As I sat there in front of my television set I was transported back to a time when nobody knew what high definition TVs were. It was a time when nobody cared about polygons and a 45 minute arcade game was considered a good deal. I completely forgot that I was staring at a 1080p display; instead I was transfixed on how beat-up that virtual television screen looked. I was reminded about the rounded edges and the scan lines. It all took me back to my youth in some dark and seedy arcade. It's shocking how effective all of these theatrics are, yet this would be the version I would go back to for precisely that reason.
These visual effects aren't enough to make up for some outdated gameplay, but most gamers should already know what they are getting themselves in for. This is a faithful compilation of a couple ancient arcade games; you're not spending $10 for the advanced gameplay. What you're getting with this game is the very best console port, complete with useful information, achievement points and online play.
Both games also come with an in-game achievement system of sorts. As you play through each title a series of challenges will pop up, rewarding you with a series of bonus features if you complete them. This may not be enough of a reason to get you to play the game for hundreds of hours, but I found myself playing through each game for a fifth or sixth time just to see if I could complete the challenges. These challenges may be an artificial way of enhancing the game's life, but it definitely worked on me.

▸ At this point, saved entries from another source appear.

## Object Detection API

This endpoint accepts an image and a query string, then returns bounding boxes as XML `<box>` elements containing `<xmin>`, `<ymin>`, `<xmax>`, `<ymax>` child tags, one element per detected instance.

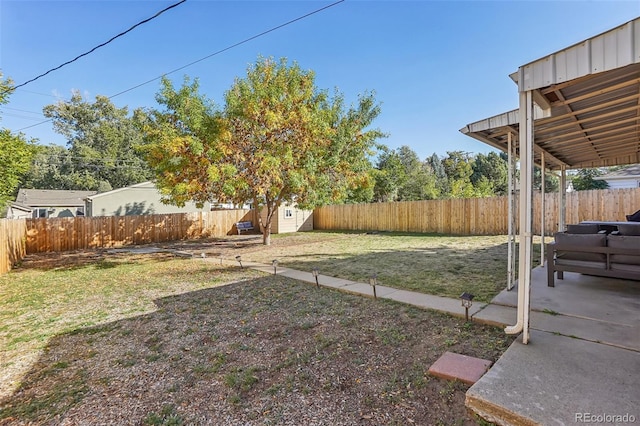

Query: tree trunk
<box><xmin>261</xmin><ymin>201</ymin><xmax>276</xmax><ymax>246</ymax></box>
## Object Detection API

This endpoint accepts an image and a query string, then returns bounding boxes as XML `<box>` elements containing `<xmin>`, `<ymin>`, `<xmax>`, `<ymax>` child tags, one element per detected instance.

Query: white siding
<box><xmin>606</xmin><ymin>179</ymin><xmax>640</xmax><ymax>189</ymax></box>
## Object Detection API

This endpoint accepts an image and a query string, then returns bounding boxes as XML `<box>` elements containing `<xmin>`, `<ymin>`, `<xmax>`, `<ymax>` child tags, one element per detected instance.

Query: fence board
<box><xmin>23</xmin><ymin>210</ymin><xmax>253</xmax><ymax>254</ymax></box>
<box><xmin>314</xmin><ymin>188</ymin><xmax>640</xmax><ymax>236</ymax></box>
<box><xmin>0</xmin><ymin>219</ymin><xmax>27</xmax><ymax>274</ymax></box>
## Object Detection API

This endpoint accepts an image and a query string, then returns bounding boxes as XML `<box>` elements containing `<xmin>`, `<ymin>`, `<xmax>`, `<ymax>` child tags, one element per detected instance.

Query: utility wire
<box><xmin>109</xmin><ymin>0</ymin><xmax>345</xmax><ymax>99</ymax></box>
<box><xmin>3</xmin><ymin>0</ymin><xmax>186</xmax><ymax>95</ymax></box>
<box><xmin>15</xmin><ymin>0</ymin><xmax>344</xmax><ymax>132</ymax></box>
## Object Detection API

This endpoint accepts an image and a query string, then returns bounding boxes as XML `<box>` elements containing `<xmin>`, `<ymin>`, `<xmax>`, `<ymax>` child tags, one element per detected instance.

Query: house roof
<box><xmin>85</xmin><ymin>181</ymin><xmax>154</xmax><ymax>200</ymax></box>
<box><xmin>15</xmin><ymin>189</ymin><xmax>97</xmax><ymax>207</ymax></box>
<box><xmin>460</xmin><ymin>17</ymin><xmax>640</xmax><ymax>171</ymax></box>
<box><xmin>594</xmin><ymin>163</ymin><xmax>640</xmax><ymax>180</ymax></box>
<box><xmin>8</xmin><ymin>202</ymin><xmax>32</xmax><ymax>212</ymax></box>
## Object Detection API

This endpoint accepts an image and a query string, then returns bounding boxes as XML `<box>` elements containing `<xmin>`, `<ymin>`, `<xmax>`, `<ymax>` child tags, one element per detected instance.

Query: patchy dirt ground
<box><xmin>2</xmin><ymin>237</ymin><xmax>513</xmax><ymax>425</ymax></box>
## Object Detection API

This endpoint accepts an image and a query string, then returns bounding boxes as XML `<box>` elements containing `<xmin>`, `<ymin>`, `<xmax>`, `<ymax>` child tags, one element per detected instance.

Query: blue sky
<box><xmin>1</xmin><ymin>0</ymin><xmax>638</xmax><ymax>161</ymax></box>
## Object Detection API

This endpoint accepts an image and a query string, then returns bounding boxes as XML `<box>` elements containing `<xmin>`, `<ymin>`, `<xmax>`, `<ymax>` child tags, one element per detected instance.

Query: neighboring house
<box><xmin>5</xmin><ymin>202</ymin><xmax>32</xmax><ymax>219</ymax></box>
<box><xmin>15</xmin><ymin>189</ymin><xmax>97</xmax><ymax>218</ymax></box>
<box><xmin>259</xmin><ymin>203</ymin><xmax>313</xmax><ymax>234</ymax></box>
<box><xmin>594</xmin><ymin>164</ymin><xmax>640</xmax><ymax>189</ymax></box>
<box><xmin>85</xmin><ymin>181</ymin><xmax>215</xmax><ymax>217</ymax></box>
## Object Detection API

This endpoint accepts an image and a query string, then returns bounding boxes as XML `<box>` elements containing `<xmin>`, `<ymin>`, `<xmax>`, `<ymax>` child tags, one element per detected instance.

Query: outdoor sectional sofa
<box><xmin>546</xmin><ymin>225</ymin><xmax>640</xmax><ymax>287</ymax></box>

Final Fight: Double Impact may not be full of surprises, especially if you're the type of gamer who grew up on these arcade games. However, I have a hunch that there are a lot of Final Fight fans that never gave Magic Sword proper respect. Hopefully this Xbox Live Arcade release will remind people how great these arcade cabinets were. Perhaps it won't be long before we see other classic Capcom arcade games hit the system, perhaps Gun.Smoke or Strider. No matter what the future holds for Capcom, fans of classic arcade games should give Final Fight: Double Impact a shot.